IκBNS inhibits induction of a subset of toll-like receptor-dependent genes and limits inflammation

Toll-like receptor (TLR)-mediated immune responses are downregulated by several mechanisms that affect signaling pathways. However, it remains elusive how TLR-mediated gene expression is differentially modulated. Here, we show that IκBNS, a TLR-inducible nuclear IκB protein, negatively regulates induction of a subset of TLR-dependent genes through inhibition of NF-κB activity.

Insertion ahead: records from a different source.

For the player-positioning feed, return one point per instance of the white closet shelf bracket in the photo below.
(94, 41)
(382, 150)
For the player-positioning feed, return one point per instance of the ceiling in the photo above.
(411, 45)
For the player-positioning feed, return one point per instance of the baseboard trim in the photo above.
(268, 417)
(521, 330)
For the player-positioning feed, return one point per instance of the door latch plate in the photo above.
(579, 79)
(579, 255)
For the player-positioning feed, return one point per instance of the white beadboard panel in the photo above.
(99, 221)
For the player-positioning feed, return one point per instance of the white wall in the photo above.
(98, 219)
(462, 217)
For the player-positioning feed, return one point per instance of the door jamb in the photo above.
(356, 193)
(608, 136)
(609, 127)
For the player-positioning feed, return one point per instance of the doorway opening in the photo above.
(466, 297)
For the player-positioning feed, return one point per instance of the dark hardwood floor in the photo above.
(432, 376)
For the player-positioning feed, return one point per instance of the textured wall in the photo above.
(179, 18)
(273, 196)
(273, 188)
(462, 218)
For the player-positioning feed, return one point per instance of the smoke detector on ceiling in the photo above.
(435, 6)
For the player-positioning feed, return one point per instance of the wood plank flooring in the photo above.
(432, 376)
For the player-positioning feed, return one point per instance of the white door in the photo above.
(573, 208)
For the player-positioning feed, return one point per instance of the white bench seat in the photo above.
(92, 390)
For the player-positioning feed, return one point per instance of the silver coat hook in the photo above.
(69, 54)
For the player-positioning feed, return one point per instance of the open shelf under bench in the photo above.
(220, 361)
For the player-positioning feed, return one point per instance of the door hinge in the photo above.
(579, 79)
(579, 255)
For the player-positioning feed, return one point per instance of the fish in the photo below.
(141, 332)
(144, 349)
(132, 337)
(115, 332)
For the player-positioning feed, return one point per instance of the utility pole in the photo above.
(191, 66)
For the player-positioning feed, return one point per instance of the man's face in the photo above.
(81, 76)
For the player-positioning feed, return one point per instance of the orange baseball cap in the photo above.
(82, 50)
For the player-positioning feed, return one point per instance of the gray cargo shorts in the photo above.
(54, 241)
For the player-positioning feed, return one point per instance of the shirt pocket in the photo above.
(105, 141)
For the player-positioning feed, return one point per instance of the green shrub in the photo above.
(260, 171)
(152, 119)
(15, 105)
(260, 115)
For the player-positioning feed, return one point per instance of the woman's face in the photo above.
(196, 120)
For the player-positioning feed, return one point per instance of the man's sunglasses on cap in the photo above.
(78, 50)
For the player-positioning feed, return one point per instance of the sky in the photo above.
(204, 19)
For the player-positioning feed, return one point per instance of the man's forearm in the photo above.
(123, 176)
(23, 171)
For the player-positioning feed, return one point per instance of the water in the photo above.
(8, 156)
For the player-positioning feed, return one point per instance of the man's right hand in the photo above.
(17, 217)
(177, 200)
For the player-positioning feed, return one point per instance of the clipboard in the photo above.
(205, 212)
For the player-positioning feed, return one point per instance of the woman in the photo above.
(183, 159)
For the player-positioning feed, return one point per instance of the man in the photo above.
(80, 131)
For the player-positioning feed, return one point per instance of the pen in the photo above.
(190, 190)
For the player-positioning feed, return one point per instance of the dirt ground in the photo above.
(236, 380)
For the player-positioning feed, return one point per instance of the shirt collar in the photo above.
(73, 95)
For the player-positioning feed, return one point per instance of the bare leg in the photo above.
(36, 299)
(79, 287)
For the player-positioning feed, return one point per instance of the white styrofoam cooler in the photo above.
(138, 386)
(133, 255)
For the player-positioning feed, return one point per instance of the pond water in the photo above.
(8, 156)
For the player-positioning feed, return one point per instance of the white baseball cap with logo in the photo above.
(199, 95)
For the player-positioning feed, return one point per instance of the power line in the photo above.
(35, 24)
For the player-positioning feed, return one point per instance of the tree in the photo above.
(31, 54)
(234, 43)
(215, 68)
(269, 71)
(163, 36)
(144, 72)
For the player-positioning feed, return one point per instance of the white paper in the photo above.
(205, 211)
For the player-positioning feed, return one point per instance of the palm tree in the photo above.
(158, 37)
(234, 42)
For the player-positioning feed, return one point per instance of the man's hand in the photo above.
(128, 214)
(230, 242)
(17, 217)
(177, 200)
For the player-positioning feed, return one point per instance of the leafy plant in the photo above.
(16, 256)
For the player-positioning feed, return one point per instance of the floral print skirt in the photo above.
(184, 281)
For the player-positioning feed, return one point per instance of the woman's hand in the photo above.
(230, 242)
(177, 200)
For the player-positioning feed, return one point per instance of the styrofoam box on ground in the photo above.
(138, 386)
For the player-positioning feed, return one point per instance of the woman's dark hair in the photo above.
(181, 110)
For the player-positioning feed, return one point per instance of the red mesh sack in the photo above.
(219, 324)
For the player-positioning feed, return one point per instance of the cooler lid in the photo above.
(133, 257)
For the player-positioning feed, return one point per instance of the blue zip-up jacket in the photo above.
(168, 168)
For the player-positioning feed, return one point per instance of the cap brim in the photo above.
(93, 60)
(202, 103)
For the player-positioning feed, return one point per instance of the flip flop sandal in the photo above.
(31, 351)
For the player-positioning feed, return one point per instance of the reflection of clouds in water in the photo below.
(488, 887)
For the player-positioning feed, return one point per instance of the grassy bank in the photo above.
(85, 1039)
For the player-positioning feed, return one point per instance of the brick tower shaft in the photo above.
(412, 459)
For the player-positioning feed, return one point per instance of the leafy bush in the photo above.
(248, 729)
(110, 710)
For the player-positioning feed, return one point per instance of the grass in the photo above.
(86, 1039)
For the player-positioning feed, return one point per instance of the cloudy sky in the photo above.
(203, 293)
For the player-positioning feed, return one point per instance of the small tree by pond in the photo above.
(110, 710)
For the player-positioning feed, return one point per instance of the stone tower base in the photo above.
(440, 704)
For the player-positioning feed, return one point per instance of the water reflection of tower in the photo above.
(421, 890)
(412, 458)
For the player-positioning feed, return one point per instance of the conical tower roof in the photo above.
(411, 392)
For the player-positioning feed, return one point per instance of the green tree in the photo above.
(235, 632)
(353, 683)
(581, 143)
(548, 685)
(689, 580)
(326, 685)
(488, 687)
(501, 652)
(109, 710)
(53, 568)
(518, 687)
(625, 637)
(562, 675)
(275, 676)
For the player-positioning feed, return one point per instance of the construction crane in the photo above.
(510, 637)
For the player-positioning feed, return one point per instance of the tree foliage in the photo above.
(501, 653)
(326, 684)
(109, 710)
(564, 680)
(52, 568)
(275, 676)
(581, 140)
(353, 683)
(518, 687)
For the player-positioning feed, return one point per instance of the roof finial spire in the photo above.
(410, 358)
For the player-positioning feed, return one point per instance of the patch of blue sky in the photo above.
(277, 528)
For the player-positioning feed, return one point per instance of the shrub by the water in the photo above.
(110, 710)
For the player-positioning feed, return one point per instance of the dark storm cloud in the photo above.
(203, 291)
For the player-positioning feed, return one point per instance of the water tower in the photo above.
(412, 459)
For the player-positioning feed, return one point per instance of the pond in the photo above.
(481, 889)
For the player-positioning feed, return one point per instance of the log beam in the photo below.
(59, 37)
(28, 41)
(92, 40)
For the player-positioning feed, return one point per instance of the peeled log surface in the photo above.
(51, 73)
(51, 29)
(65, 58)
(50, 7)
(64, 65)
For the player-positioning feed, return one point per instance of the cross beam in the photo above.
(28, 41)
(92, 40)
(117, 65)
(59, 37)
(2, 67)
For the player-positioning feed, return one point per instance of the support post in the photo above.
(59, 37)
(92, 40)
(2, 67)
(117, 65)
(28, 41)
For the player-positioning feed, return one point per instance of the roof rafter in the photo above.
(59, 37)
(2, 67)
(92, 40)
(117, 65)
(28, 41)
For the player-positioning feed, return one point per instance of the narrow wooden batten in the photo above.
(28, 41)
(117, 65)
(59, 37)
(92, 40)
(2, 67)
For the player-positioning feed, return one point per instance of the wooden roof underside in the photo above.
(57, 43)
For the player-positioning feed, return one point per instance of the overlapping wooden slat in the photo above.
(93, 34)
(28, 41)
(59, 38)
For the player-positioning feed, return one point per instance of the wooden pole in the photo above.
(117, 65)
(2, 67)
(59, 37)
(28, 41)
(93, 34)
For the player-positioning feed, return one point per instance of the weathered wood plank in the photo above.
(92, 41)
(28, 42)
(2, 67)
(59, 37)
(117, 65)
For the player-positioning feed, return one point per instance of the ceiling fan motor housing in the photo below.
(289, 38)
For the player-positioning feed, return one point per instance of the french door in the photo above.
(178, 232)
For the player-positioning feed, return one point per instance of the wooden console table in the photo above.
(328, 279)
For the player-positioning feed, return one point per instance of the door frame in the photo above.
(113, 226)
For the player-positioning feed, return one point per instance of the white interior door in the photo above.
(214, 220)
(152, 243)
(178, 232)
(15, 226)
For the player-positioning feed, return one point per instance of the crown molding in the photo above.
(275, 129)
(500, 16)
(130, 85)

IκBNS-deficient macrophages and dendritic cells show increased TLR-mediated expression of genes such as IL-6 and IL-12p40, which are induced late after TLR stimulation. In contrast, IκBNS-deficient cells showed normal induction of genes that are induced early or induced via IRF-3 activation. LPS stimulation of IκBNS-deficient macrophages prolonged NF-κB activity at the specific promoters, indicating that IκBNS mediates termination of NF-κB activity at selective gene promoters. Moreover, IκBNS-deficient mice are highly susceptible to LPS-induced endotoxin shock and intestinal inflammation. Thus, IκBNS regulates inflammatory responses by inhibiting the induction of a subset of TLR-dependent genes through modulation of NF-κB activity.